(CNN) Michigan continues to struggle amid the pandemic, setting a record this week for Covid-19 hospitalizations and leading the nation in per capita case rates, new data reveal.
The state also recently reported its highest seven-day average of new daily cases, at 10,014, on December 3. The average dipped on Monday to 8,585 a day -- still more than double where it was at the end of October, according to Johns Hopkins University data.
Last month, the state health department said the federal government was sending doctors, nurses and others to support certain hospitals.
As of Monday, about 55% of Michigan's population was fully vaccinated, tying it for 26th among the 50 states for that metric and below the US average of 60%, according to the US Centers for Disease Control and Prevention.
Michigan has reported more new cases per capita over the last week than any other state, with Minnesota and Rhode Island not far behind, according to JHU data. The daily case rate is more than double the US case rate.
The number of Covid-19 patients in Michigan hospitals is 4,638 currently hospitalized on Monday, according to the US Department of Health and Human Services.
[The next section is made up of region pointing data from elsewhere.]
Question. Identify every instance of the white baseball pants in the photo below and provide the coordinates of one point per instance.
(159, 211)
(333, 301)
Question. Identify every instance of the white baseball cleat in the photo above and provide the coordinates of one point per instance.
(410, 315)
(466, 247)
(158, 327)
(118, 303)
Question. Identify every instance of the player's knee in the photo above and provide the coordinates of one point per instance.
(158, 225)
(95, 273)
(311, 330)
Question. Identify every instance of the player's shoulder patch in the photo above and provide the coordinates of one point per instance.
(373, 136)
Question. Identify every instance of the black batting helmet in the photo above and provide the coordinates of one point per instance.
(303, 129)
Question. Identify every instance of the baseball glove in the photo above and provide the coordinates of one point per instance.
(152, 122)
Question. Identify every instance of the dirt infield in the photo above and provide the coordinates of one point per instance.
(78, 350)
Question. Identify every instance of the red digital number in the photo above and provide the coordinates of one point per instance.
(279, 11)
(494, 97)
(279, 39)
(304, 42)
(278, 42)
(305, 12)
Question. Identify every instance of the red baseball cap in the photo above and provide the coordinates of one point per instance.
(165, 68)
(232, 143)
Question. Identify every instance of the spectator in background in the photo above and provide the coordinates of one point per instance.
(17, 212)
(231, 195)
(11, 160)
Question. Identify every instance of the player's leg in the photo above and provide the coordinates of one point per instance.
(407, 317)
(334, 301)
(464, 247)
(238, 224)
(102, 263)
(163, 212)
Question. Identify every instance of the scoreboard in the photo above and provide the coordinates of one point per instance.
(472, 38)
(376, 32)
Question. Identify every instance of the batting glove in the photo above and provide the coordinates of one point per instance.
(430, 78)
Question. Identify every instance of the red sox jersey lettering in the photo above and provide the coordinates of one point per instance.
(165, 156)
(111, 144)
That tops the previous high set in November 2020.
In November, after Gov. Gretchen Whitmer asked for help, the federal government agreed to "send two medical teams to local hospitals to relieve doctors and nurses as they treat Covid-19 and other patients," Michigan's health department said.
The 44 medical personnel -- including doctors, nurses and respiratory therapists -- were being split between Dearborn's Beaumont Hospital outside Detroit, and the Spectrum Health system in Grand Rapids, the state health department said.
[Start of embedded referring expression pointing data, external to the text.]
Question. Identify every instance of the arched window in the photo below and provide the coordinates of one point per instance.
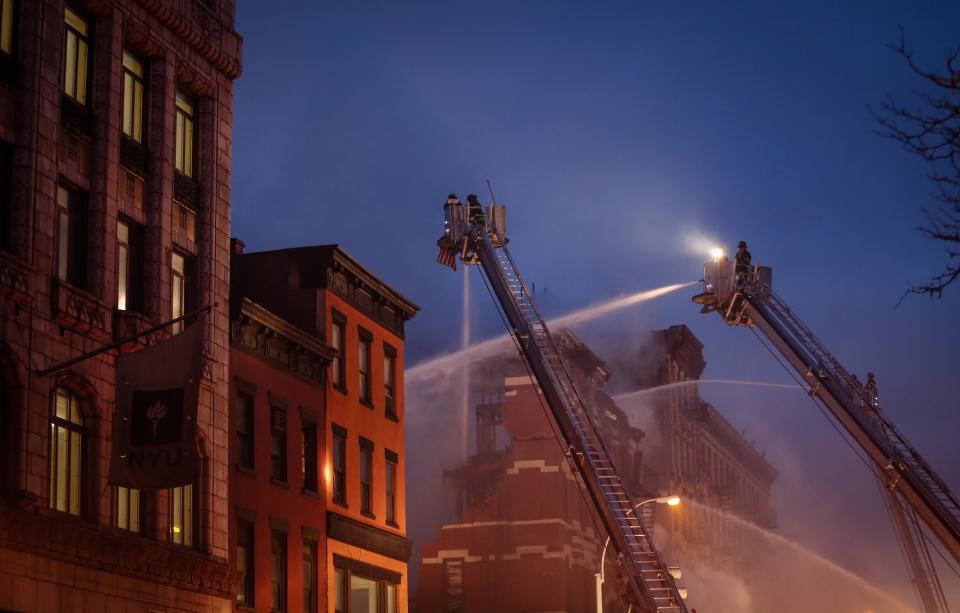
(66, 453)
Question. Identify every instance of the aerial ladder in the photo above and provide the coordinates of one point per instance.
(651, 585)
(912, 490)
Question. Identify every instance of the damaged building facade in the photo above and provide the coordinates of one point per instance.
(524, 538)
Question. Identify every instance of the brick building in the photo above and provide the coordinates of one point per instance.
(524, 539)
(115, 149)
(278, 374)
(331, 297)
(695, 452)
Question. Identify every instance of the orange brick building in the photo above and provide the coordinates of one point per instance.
(115, 153)
(329, 295)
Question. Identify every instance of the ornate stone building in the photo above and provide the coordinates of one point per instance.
(115, 155)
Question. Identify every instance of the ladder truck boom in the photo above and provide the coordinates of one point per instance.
(913, 491)
(483, 242)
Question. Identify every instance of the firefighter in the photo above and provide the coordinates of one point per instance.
(741, 264)
(871, 387)
(452, 200)
(476, 210)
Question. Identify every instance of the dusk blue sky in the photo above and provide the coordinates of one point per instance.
(616, 132)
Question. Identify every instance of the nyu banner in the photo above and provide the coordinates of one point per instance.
(155, 420)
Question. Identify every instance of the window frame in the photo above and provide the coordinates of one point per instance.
(70, 242)
(8, 27)
(246, 529)
(390, 382)
(338, 365)
(138, 122)
(346, 569)
(82, 43)
(185, 129)
(338, 452)
(132, 246)
(309, 576)
(246, 440)
(279, 428)
(279, 573)
(188, 518)
(365, 366)
(124, 520)
(309, 456)
(366, 477)
(391, 468)
(72, 493)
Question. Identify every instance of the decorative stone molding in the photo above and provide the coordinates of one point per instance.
(15, 279)
(80, 311)
(227, 61)
(279, 342)
(73, 540)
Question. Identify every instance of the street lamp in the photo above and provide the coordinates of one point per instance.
(667, 500)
Though Covid-19 cases and hospitalizations in the United States dropped off at the tail end of a summer surge, they've risen over the past few weeks.
Michigan -- along with some other states that weren't initially hit as hard as the South by the summer surge -- has been especially under pressure.
The state previously reported its highest seven-day average of new daily cases for the pandemic, at 8,793 on November 19.
The new Omicron variant has raised new concerns, but the Delta variant remains highly dominant in the US -- and in Michigan. In the country, more than 99.9% of cases identified are the highly transmissible Delta variant.
Although more than a dozen US states have identified cases of the Omicron variant, Michigan has not yet identified any.
"Before we get to Omicron and what we know and what we don't know, Delta is still the most significant player by far that we have in the US and we're not in a terribly good place right now," Dr. Francis Collins, director of the National Institutes of Health, said Tuesday on CNN.
"Following Thanksgiving, we're seeing cases going up again now over 100,000 new cases every day, and we didn't want to be there, and hospitalizations also going up, and, sadly, deaths now in excess of 1,000 every day, the vast majority of those being unvaccinated people," Collins said.